どうゆう理屈なのかわからないけど,gradle test とすると,antタスク内で参照している sourceSet のディレクトリが存在しないといってエラーになるため,testタスクの最初に必要そうなディレクトリを作成するようにしといた。でも,こいつらって testタスクが依存している compileタスクとかで作成するんだけどな...。よくわかりません。><


既存のタスクを上書きするので「task test(overwrite: true) << {」としてる。実は gradle のタスクの宣言方法をちゃんと理解してない。:-)
何種類か記述の仕方があるんだけど、まだなんとなーくしかわかってなくて、とりあえずタスクの依存関係やら説明文やら記述するのは、別途次のような定義が必要だった。

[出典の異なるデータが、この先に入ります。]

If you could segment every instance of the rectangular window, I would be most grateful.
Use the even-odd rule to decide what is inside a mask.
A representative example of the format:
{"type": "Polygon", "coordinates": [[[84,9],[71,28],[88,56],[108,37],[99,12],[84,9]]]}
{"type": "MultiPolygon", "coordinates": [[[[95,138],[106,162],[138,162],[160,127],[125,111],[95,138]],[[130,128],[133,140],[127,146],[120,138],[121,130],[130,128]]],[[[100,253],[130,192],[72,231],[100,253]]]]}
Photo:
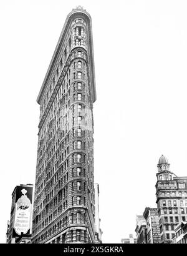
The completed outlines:
{"type": "Polygon", "coordinates": [[[185,216],[182,216],[182,220],[183,221],[186,221],[185,216]]]}
{"type": "Polygon", "coordinates": [[[81,197],[79,195],[77,197],[77,205],[80,205],[81,197]]]}
{"type": "Polygon", "coordinates": [[[77,176],[80,176],[81,168],[77,167],[77,176]]]}
{"type": "Polygon", "coordinates": [[[81,61],[78,61],[78,69],[81,69],[81,67],[82,67],[81,61]]]}
{"type": "Polygon", "coordinates": [[[169,230],[169,225],[166,225],[165,228],[166,228],[166,230],[168,231],[169,230]]]}
{"type": "Polygon", "coordinates": [[[77,141],[77,149],[81,149],[81,141],[77,141]]]}
{"type": "Polygon", "coordinates": [[[77,88],[78,88],[79,90],[81,90],[81,86],[82,86],[81,82],[78,82],[77,83],[77,88]]]}
{"type": "Polygon", "coordinates": [[[75,176],[75,168],[72,169],[72,177],[75,176]]]}
{"type": "Polygon", "coordinates": [[[80,185],[81,182],[80,181],[77,181],[77,190],[80,190],[80,185]]]}
{"type": "MultiPolygon", "coordinates": [[[[81,99],[81,96],[80,96],[80,99],[81,99]]],[[[80,100],[80,101],[81,101],[81,99],[80,100]]],[[[81,110],[82,110],[82,105],[80,105],[80,104],[78,104],[78,112],[81,112],[81,110]]]]}
{"type": "Polygon", "coordinates": [[[77,129],[77,136],[81,136],[81,129],[77,129]]]}
{"type": "Polygon", "coordinates": [[[81,101],[81,98],[82,98],[81,93],[78,93],[77,94],[77,99],[78,99],[78,101],[81,101]]]}
{"type": "Polygon", "coordinates": [[[175,216],[175,222],[178,223],[178,217],[175,216]]]}
{"type": "Polygon", "coordinates": [[[77,75],[78,75],[78,79],[81,79],[81,78],[82,78],[82,72],[78,72],[77,75]]]}
{"type": "Polygon", "coordinates": [[[73,149],[75,149],[75,142],[73,142],[73,149]]]}
{"type": "Polygon", "coordinates": [[[80,242],[80,231],[77,230],[77,242],[80,242]]]}
{"type": "Polygon", "coordinates": [[[77,154],[77,162],[80,162],[81,155],[80,154],[77,154]]]}
{"type": "Polygon", "coordinates": [[[82,117],[81,116],[79,116],[77,117],[77,123],[78,124],[81,124],[81,121],[82,121],[82,117]]]}

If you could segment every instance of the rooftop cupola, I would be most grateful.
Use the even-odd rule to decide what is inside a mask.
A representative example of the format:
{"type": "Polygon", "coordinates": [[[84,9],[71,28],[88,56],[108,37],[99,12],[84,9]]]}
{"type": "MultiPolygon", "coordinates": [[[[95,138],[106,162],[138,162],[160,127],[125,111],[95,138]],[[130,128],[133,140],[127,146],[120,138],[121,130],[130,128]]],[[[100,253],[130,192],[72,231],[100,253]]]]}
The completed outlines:
{"type": "Polygon", "coordinates": [[[158,172],[164,170],[170,171],[170,164],[168,164],[168,160],[163,155],[160,157],[158,164],[157,165],[158,172]]]}

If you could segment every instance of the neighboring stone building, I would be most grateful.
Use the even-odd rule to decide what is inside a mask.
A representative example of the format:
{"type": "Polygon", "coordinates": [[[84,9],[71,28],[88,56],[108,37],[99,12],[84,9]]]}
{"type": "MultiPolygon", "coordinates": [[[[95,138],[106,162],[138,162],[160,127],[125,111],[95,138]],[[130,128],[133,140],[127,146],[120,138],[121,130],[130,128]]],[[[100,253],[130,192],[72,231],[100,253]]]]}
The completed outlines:
{"type": "Polygon", "coordinates": [[[167,159],[161,155],[156,174],[156,203],[162,243],[172,243],[175,227],[187,220],[187,177],[170,171],[167,159]]]}
{"type": "Polygon", "coordinates": [[[187,244],[187,222],[182,221],[175,228],[173,244],[187,244]]]}
{"type": "Polygon", "coordinates": [[[135,232],[137,233],[137,244],[147,244],[146,221],[142,215],[137,215],[135,232]]]}
{"type": "Polygon", "coordinates": [[[95,242],[95,101],[91,17],[79,6],[66,19],[37,99],[34,244],[95,242]]]}
{"type": "Polygon", "coordinates": [[[132,234],[129,235],[128,239],[122,239],[121,242],[122,244],[137,244],[137,239],[134,239],[132,234]]]}
{"type": "Polygon", "coordinates": [[[160,225],[157,208],[146,207],[143,215],[146,220],[147,244],[160,244],[160,225]]]}
{"type": "Polygon", "coordinates": [[[95,189],[95,243],[102,244],[102,232],[100,227],[100,219],[99,217],[99,186],[97,183],[94,184],[95,189]]]}

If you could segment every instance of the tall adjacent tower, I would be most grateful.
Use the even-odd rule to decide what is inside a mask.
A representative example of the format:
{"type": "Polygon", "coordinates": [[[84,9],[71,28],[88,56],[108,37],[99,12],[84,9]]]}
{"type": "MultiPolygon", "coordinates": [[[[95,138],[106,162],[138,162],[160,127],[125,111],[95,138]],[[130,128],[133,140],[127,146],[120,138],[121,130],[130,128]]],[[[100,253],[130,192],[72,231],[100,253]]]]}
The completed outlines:
{"type": "Polygon", "coordinates": [[[40,121],[32,243],[94,243],[91,17],[68,15],[37,101],[40,121]]]}
{"type": "Polygon", "coordinates": [[[170,171],[168,159],[160,157],[156,174],[156,203],[161,240],[172,243],[175,227],[187,221],[187,177],[177,177],[170,171]]]}

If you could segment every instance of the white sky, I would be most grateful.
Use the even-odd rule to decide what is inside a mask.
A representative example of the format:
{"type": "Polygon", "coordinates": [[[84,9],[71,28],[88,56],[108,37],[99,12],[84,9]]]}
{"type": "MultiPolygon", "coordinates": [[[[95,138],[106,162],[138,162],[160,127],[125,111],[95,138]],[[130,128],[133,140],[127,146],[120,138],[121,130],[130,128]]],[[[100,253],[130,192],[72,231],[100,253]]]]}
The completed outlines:
{"type": "Polygon", "coordinates": [[[136,214],[156,206],[162,154],[176,175],[187,174],[186,1],[1,0],[0,243],[14,187],[35,182],[36,98],[66,17],[79,4],[92,18],[103,242],[134,234],[136,214]]]}

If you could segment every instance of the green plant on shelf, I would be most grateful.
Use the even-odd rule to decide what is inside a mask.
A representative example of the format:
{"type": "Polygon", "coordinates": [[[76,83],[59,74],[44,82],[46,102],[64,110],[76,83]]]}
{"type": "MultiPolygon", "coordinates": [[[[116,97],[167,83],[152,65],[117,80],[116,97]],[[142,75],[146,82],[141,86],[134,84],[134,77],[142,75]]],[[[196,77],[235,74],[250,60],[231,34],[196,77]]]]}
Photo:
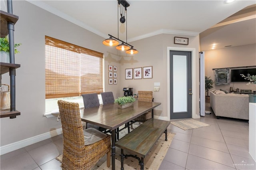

// testタスクの依存関係とかを定義する(何でか task test 〜 << {' ではできなかった。
test {
  dependsOn classes, testClasses
  description = 'Runs the unit tests.'
  group = 'Verification'
}

まとめ

gradleのルールに従わない独自ルールにも融通が利くあたりがmavenより好印象。あと,既存のタスクに対して doFirstやらdoLast を使ってプロジェクト個別のルールや手順を差し込めるってのが良い。
ただ暗黙的に定義されるプロパティやらタスクやらが多いので,慣れるまではリファレンスをみながらじゃ無いと何していいかさっぱりわかんない。あと,表記の自由度もわけわかんなさを加速させてるけど,どれも慣れの問題なのよね。


次は gradle の機能フル活用したケースを書く予定。